The development came after a rough patch for Edition Collective, which had to cut 60 percent of its team in July and got locked out of its headquarters at Alto 211 in downtown Dallas. Alexander called the cut a difficult decision that was necessary to keep the company cash-flow positive. He credited the lockout to a misunderstanding.
“We had a difficult summer, but we didn’t fall,” he said, adding that most of the difficulties dissipated. “Our business wasn’t a bad business. It was underfunded.”
But shortly thereafter, the market began to change, he said. E-commerce companies Jet.com and Dollar Shave Club were both acquired in billion-dollar deals, making investors more interested in e-commerce startups. So Alexander set out to raise his next round of funding. In the process, he learned that there were new buyers looking to pickup e-commerce companies like his and received a couple of offers. The offer from Q Fifty One began with Alexander’s lawyer Kevin Vela of Vela Wood, who suggested he meet with Ratan.

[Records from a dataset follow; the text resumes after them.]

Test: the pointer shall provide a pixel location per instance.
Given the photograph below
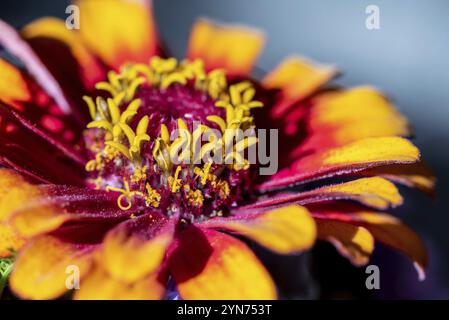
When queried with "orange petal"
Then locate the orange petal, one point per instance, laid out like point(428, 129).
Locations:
point(393, 232)
point(30, 220)
point(16, 204)
point(416, 175)
point(375, 192)
point(233, 48)
point(99, 285)
point(354, 242)
point(136, 247)
point(339, 118)
point(285, 230)
point(53, 31)
point(40, 271)
point(118, 31)
point(345, 160)
point(13, 85)
point(297, 77)
point(10, 241)
point(384, 228)
point(210, 265)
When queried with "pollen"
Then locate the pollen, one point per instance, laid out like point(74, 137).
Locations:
point(165, 136)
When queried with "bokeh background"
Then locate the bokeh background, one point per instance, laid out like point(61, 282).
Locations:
point(407, 58)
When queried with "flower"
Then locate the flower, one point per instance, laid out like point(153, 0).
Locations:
point(98, 188)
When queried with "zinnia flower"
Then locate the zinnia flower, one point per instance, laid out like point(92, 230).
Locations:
point(89, 178)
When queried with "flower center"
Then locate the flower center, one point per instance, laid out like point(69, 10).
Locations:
point(172, 136)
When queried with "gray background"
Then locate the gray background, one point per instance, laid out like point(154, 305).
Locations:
point(407, 59)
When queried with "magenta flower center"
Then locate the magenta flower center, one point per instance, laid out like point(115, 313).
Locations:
point(168, 135)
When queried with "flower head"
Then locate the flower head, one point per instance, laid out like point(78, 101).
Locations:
point(128, 164)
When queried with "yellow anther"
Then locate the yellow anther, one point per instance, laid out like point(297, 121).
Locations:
point(245, 143)
point(174, 182)
point(119, 147)
point(182, 124)
point(126, 194)
point(131, 90)
point(106, 86)
point(100, 124)
point(203, 173)
point(142, 126)
point(152, 197)
point(164, 134)
point(161, 155)
point(163, 65)
point(91, 165)
point(224, 189)
point(218, 121)
point(91, 105)
point(113, 78)
point(194, 198)
point(114, 111)
point(139, 174)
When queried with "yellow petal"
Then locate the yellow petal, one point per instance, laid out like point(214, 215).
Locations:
point(210, 265)
point(354, 242)
point(99, 285)
point(118, 31)
point(136, 247)
point(285, 230)
point(56, 30)
point(40, 271)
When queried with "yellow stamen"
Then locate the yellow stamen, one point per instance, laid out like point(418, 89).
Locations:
point(174, 182)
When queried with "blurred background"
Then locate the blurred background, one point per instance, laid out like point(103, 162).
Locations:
point(407, 58)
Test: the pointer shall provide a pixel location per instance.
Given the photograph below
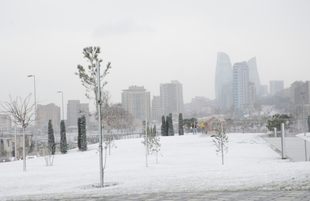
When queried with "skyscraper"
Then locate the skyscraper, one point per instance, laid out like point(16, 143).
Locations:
point(171, 98)
point(253, 74)
point(240, 85)
point(46, 113)
point(223, 75)
point(136, 100)
point(276, 85)
point(156, 109)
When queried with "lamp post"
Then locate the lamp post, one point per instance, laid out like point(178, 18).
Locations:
point(62, 109)
point(303, 123)
point(35, 113)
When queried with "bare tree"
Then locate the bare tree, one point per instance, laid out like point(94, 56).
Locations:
point(88, 76)
point(22, 112)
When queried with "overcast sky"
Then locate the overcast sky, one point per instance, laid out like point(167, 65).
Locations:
point(148, 43)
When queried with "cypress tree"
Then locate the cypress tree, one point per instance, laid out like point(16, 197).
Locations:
point(79, 133)
point(63, 138)
point(309, 123)
point(83, 134)
point(51, 138)
point(181, 130)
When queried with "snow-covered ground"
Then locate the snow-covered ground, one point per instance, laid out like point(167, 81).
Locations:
point(185, 164)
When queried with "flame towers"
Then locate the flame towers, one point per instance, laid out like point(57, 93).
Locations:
point(253, 74)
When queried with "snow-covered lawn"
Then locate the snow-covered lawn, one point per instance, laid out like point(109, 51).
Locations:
point(185, 164)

The two founders were already familiar with each other, as Alexander previously did business with Ratan in 2013, when he curated items Q Fifty One. The chemistry and alignment of the two brands’ goals were clear, and the two began working out the details for acquisition.
Ratan says 99 percent of Q Fifty One’s business comes from brick-and-mortar stores, even though the company has a website. With Alexander’s expertise, Ratan expects to see a major change.
“The impact will be significant,” he said, declining to release any specific projects, “both to the top line and the bottom line.”
Meanwhile, Alexander says there is no guarantee for success, given the hot-and-cold nature of retail, only new opportunities. But the decision does raise an interesting question about the maturing Dallas startup community: Can a company start here, get funded, sustain itself, and also find a big exit without ever leaving the market?
“A lot of companies our age are starting to ask themselves fundamental questions,” Alexander said. “What Dallas probably needs is a company with a truly lofty idea that’s not [dependent] on revenue up front–something really ostentatious and ambitious.”